As student art sprawls across the pages of today’s Daily, it’s a good time to think about student artists and the state of art – or more specifically, the state of visual art at McGill.

We need to think about McGill in the broader Canadian context. The Harper government’s history of funding cuts to the arts points to a disturbing trend in institutional support for art. What is important is not only this decline in public funding, but what it could mean for the future of valuable institutional structures like the Canada Council for the Arts (CCA).

The important thing here is not just the money distributed by the CCA, but the actual mandate and structure of the organization – both as an active participant in the art world, and as a model for public funding. What sets the CCA apart from other sources of public funding is its peer-review system, through which juries of artists are the ones who decide which of their peers will receive grant money.

Though the CCA is in dire straits, as an institution it’s strong evidence of public support of art. The people understand: art is a social good.

At McGill, support for art is practically non-existent. Certain necessities – tools, funding, and space – are inaccessible or not widely enough known to enable students to create art. How many students, for example, know they can use FinalCutPro at Ferrier?
The Fridge Door Gallery, created to display student art, is emblematic of both funding and space issues. After a long bureaucratic battle with McGill, they managed to get a space in the study rooms on the first floor of Leacock in 2007. They have long struggled to secure steady funding.

The University has poured funding into theatre and music – not just for the official, academic programs, but for non-academic activities as well. Though there’s no faculty of fine arts at McGill, there ought to be accessible tools, funding, space – a support structure – for students’ artistic endeavours.
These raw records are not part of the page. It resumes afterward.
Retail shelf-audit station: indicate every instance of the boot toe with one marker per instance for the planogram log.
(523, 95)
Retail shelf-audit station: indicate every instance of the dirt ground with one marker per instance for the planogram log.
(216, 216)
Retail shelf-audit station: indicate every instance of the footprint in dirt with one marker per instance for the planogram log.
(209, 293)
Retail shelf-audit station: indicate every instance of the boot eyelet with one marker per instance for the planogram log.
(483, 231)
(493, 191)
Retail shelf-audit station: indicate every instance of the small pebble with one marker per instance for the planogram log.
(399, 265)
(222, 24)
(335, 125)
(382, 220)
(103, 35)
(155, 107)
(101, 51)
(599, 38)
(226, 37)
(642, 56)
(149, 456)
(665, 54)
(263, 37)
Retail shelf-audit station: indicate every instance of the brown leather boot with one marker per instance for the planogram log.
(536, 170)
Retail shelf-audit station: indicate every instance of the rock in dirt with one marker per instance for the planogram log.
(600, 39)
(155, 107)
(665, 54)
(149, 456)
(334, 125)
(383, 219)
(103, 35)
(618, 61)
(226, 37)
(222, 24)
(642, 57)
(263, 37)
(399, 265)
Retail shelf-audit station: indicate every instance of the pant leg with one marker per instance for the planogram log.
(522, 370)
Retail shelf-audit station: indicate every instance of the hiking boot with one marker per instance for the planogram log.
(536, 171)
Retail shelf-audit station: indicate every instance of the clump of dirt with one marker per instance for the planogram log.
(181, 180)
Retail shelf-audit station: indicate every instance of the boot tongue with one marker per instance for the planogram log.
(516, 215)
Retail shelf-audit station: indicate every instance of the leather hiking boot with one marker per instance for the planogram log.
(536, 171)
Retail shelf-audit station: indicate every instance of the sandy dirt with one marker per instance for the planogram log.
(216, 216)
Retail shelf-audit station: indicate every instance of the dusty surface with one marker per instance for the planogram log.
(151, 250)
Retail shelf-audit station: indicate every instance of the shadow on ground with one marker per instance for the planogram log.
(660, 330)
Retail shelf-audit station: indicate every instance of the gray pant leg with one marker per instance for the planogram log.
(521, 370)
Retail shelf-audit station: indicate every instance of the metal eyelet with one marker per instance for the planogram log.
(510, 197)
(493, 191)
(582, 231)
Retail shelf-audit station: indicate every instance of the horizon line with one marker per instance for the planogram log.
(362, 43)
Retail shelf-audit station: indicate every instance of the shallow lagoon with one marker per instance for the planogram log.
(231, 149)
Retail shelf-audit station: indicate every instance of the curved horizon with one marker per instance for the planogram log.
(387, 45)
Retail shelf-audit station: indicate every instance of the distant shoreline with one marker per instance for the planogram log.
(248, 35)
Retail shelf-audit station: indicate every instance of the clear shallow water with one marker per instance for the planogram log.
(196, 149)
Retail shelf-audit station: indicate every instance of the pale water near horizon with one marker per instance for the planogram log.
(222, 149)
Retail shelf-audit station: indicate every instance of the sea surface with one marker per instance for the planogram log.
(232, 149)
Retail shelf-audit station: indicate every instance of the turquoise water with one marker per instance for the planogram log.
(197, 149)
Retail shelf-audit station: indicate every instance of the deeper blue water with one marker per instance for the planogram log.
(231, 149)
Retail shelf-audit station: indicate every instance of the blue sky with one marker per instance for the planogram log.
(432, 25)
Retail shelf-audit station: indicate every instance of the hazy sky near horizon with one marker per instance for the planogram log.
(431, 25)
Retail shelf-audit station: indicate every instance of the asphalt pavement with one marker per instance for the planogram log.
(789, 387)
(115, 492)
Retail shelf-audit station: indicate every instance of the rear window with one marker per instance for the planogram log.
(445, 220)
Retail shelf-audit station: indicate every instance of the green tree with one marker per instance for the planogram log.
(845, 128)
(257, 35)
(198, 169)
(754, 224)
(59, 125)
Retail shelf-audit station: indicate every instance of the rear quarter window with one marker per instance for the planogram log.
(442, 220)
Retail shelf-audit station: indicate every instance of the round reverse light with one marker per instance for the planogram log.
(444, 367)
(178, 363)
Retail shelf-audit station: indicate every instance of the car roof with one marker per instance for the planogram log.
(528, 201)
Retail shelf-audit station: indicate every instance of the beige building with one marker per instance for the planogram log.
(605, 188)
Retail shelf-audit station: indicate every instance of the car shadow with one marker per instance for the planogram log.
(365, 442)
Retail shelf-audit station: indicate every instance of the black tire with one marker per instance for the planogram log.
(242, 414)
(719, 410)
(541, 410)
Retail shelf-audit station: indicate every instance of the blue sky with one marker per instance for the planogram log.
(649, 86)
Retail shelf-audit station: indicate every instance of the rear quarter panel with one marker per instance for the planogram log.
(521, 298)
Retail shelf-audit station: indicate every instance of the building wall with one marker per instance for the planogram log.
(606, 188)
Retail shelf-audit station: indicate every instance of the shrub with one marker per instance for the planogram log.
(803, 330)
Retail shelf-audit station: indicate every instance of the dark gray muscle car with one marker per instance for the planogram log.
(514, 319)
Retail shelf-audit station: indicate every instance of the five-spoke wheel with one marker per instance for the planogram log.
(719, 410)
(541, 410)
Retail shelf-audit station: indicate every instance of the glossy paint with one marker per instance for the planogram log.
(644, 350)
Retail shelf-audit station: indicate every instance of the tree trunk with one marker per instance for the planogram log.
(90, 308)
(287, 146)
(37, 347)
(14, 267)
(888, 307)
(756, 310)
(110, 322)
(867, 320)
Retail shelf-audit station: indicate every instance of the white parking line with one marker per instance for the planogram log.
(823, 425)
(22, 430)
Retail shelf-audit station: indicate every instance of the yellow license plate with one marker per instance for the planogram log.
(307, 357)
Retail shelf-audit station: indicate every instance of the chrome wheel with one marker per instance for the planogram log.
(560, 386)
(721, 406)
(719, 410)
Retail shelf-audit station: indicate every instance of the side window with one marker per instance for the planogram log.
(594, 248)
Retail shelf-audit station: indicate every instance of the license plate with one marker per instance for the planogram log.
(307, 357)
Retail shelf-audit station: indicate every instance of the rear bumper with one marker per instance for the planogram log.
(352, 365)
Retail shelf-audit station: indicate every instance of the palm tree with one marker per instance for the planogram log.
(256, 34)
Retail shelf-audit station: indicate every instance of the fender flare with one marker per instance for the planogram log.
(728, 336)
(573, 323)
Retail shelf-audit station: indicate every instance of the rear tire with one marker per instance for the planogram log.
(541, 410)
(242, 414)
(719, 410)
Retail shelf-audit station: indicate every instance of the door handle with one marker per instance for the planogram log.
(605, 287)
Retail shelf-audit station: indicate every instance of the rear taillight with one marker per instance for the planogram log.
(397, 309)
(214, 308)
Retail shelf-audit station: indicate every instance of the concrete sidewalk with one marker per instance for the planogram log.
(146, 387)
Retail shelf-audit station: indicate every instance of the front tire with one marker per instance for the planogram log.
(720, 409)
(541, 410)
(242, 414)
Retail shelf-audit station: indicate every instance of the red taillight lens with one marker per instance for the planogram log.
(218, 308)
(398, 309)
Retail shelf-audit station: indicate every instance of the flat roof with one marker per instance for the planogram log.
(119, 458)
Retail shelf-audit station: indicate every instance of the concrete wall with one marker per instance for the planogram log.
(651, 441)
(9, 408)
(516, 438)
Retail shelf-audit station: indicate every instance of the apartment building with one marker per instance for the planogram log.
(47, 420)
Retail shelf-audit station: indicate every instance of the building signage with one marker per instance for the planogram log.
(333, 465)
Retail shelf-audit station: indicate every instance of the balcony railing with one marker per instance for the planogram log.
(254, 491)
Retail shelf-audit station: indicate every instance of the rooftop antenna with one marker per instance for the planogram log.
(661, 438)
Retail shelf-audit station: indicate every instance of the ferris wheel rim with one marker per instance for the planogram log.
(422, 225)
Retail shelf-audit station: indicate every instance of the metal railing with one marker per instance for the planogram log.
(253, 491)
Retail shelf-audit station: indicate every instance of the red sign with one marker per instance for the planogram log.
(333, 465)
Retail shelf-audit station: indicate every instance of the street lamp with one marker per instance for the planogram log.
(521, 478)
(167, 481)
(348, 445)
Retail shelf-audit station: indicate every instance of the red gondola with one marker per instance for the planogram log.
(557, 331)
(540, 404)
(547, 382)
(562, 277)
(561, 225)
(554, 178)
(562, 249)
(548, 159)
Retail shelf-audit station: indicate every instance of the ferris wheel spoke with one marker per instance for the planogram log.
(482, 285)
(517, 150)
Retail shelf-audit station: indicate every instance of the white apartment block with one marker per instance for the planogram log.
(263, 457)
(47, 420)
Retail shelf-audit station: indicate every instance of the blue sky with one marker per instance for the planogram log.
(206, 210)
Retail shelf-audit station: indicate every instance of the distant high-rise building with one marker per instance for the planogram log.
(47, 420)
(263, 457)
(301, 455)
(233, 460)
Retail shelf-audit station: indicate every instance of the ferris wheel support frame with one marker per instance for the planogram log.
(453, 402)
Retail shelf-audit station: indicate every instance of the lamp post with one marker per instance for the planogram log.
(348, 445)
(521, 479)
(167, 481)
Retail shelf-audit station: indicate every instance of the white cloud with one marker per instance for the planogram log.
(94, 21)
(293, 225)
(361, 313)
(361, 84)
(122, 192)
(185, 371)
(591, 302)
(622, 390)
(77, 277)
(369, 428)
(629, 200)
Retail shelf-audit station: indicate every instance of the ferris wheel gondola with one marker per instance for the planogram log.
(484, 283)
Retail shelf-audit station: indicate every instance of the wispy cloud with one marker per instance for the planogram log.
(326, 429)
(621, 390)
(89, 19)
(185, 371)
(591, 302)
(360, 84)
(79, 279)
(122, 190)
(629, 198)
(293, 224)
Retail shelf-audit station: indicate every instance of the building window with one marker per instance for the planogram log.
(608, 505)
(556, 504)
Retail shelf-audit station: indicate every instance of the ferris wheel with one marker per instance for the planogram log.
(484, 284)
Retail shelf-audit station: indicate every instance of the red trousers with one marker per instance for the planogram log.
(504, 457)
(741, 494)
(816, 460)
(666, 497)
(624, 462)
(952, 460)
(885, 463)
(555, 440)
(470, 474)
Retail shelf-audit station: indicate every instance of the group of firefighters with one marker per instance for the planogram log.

It seems the administration’s obsession with branding has led to its indifference to art. The administration’s refusal to allow CKUT to use McGill in its name and its attempt to remove McGill from SACOMSS’ name – actions like these point to a paranoid form of branding, the creation of a standardized, consumable image of McGill. The University’s not against art – it’s just against art it can’t control.

Public institutions like McGill are imperative for the prosperity of artistic communities, so it’s vital to combat its indifference to art in order to help foster a vibrant artistic atmosphere at the University. Toward this end, you should write Morton Mendelson, the Deputy Provost (Student Life & Learning), at morton.mendelson@mcgill.ca, and request more funding for student art, more space for its display, and more accessible tools for its creation.

But we must not forget the work of forming those communities. Students need to take the initiative. Students interested in art at McGill have created a real community with its own institutions, journals, and showcases. We encourage anyone interested in art both to support their peers and also to follow their lead and do it yourself.

So if you’re an artist or just a fan (for now), you can submit to or help edit journals like Folio, Scivener, and Steps. You can illustrate or take photos for The Daily (email our editors at photos@mcgilldaily.com and illustrations@mcgilldaily.com for more information). If you don’t like what’s being done, step up to the plate: start a journal, start a gallery, start something and demand funding from the administration. Don’t just look at art, make it. Remake McGill in your own image.